Below I calculate that box for our dataset:
# Note I've used the original, un-whitened time value here
planets = -np.asarray([((x - t0[idx]) % period[idx] < duration[idx]/2) for idx in range(2)], float).T
fig, ax = plt.subplots()
ax.plot(x, planets)
ax.set(xlabel='Time', ylabel='Planet Model Value');
You can see that one planet transits very often (blue) and the second transit has only one event (orange). I can dot this matrix with some random weights to change the "depth" of the box, and sum up the contribution of both planets.

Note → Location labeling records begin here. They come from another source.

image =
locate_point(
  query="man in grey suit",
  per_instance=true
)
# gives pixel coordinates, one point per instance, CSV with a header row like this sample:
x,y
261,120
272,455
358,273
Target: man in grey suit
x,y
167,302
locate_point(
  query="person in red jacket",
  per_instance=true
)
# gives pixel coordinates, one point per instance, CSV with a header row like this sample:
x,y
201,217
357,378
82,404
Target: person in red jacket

plt.plot(x, planets.dot([0.01, 0.02]));
Now I have a linear model for the planet transits which will allow me to fit their depths, but not period, duration or transit midpoint.
Let's fit this simultaneously with our model for the stellar variability. To do this, all we need to do is stack the two design matrices together
A.shape
(850, 3)
planets.shape
(850, 2)
# Stack the two design matrices
A_simultaneous = np.hstack([A, planets])
w = np.linalg.solve(A_simultaneous.T.dot(A_simultaneous), A_simultaneous.T.dot(y))
fig, ax = plt.subplots()
ax.plot(x, y, lw=1, label='Data', c='k')
ax.plot(x, A_simultaneous.dot(w), lw=1, label='Model', c='r')

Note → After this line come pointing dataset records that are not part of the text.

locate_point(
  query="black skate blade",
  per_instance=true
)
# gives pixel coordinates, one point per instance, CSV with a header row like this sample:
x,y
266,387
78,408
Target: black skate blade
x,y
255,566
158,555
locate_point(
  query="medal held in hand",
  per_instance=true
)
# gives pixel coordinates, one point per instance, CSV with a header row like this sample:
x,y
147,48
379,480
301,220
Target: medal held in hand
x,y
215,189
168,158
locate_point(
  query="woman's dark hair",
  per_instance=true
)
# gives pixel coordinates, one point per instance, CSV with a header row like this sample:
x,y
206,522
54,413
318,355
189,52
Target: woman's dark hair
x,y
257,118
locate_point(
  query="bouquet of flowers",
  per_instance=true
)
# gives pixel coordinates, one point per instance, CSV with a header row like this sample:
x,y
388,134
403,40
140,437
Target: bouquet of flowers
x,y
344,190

ax.set(xlabel='Time [days]', ylabel='Flux', title='Kepler-10')
ax.legend();
You can see here that we have
- Fit the stellar variability
- Accounted for the exoplanet transits
- Simultaneously fit to find the best fitting transit depth.
Now we've fit the model simultaneously, you can see that the transit model accounts for the outliers better than simply sigma clipping them out. We can now build the model just using the components from the stellar variability model.
fig, ax = plt.subplots()
ax.plot(x, y, lw=1, label='Data', c='k')
ax.plot(x, A_simultaneous.dot(w), lw=1, label='Model', c='r')
ax.plot(x, A_simultaneous[:, :-2].dot(w[:-2]), lw=2, label='Stellar flux model', c='lime')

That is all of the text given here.